Sunday, March 8, 2015

Bloodchild Text Exploration

Text Exploration #1

In this passage (page 26) Gan is talking to T’Gatoi and says he changed his mind and he does not want her to put her children in Hoa instead of himself. Afterward, she goes ahead and does it, impregnating him with her eggs. It is interesting because it features Gan thinking about having T’Gatoi’s babies inside of him, and what the experience is like.
          Human lives. Human young1 who should someday drink at her breasts, not at her veins.2
          I shook my head. “Don’t do it to her, Gatoi.” I was not Qui. It seemed I could become him, though, with no effort at all. I could make Xuan Hoa my shield.3 Would it be easier to know that red worms were growing in her flesh4 instead of mine?

1) Wording: Here Butler is referring to the alien grubs that the Tlic implant into humans, and is calling them “human young”. However, they are certainly far from human, they are alien babies. This is a bit confusing when reading this, because they are very distinct in our mind. This might be done to associate the two very different things. Either to make the alien childbirth seem normal and like human childbirth, or to make human childbirth seem very strange and different.

2) Phrasing/Syntax: First of all, the grubs are referred to as “who” instead of “that” or something similar. This makes it seem like they are human and not just a thing or a creature. It also seems strange that drinking from Hoa’s breasts and her veins are contrasted so heavily. After all, human babies also get blood from their mother while in the womb. The way it is described just makes it sound strange and de-familiarizes it to us.

3) Word Choice: The Oxford English Dictionary defines “shield” as “Something serving as a defense against attack or injury.” If there needs to be something defending against an attack or injury then what she would be protecting against, which is T’Gatoi impregnating Gan, is an attack. This makes it seem like a violent, bad thing.

4) Wording: Red worms growing inside of human flesh is a thing that seems very unsettling and creepy, like a horror movie. Red specifically, is defined as “Designating blood” or “Designating rage or anger”, adding to that feeling. This makes pregnancy seem really strange, but in reality it is pretty much the same as what all pregnant women do, hold a pre-birth creature in themselves.

Text Exploration #2


This passage (page 27) occurs near the end of the story, after Gan decides to take T’Gatoi’s children instead of transferring off the responsibility to his older sister Hoa. It is worth investigating because it describes the actual process of a Tlic inserting her eggs into a human, and could give insight on how Octavia Butler describes and compares what is essentially alien sex with normal, human sex.
Yet I undressed and lay down beside her1. I knew what to do, what to expect. I had been told all my life. I felt the familiar2 sting, narcotic, mildly pleasant3. Then the blind probing of her ovipositor4. The puncture was painless, easy. So easy going in. She undulated slowly against me, her muscles forcing the egg from her body to mine.
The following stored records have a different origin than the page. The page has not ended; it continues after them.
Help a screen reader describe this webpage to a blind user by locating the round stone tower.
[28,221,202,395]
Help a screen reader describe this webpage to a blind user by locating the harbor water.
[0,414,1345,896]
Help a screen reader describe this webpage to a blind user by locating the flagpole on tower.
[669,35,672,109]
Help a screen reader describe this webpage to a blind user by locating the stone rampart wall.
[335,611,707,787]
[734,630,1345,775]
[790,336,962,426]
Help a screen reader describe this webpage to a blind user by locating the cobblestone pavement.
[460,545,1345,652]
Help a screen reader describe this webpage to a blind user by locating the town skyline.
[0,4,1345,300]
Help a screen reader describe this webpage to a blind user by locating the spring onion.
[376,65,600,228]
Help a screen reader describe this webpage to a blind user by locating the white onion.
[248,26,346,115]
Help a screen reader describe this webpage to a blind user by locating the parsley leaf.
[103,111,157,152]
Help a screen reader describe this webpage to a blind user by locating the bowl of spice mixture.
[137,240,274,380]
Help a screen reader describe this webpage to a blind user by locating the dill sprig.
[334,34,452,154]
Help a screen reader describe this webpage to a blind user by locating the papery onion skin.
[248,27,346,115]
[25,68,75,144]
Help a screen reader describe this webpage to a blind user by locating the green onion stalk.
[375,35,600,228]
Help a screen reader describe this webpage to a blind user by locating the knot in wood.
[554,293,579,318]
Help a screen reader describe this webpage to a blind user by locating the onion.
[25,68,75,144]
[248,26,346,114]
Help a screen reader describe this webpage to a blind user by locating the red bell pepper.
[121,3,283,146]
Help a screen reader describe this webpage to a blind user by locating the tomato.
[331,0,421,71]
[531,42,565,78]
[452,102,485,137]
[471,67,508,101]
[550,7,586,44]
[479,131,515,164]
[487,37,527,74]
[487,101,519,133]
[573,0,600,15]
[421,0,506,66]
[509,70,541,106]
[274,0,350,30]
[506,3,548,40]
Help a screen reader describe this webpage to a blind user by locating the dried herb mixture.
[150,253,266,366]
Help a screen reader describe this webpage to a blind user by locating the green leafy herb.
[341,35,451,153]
1) Wording: Undressing and laying down suggests normal, consensual sex. That, as well as being undressed, makes it a very intimate thing, not with two animals, or a thinking being and a host animal, but two thinking lovers. This seems to show that they really do care about one another and it is not just one forcing it on to another as Gan’s brother Qui seems to think.

2) Word Choice/Connection: If the feeling is “familiar”, then Gan must have felt it before. However, the text doesn’t mention any previous times he was stung. They do however, show him drinking infertile eggs before, so maybe they have the same feeling. Either way it seems strange, why is he getting stung so many times that it is a familiar feeling?

3) Word Choice: According to the Oxford English Dictionary, a “narcotic” is “A drug which when swallowed, inhaled, or injected into the system induces drowsiness, stupor, or insensibility”. This makes it seem like T’Gatoi is drugging him and then putting her eggs in him. This could be easily be taken as rape, with the man and woman switched.

4) Phrasing/Wording: According to the OED an “ovipositor” is “A pointed tubular organ at the end of the abdomen of the female of some animals… by means of which eggs are deposited”. In this case it is essentially the same as a penis except for on the woman, adding to the role-reversal.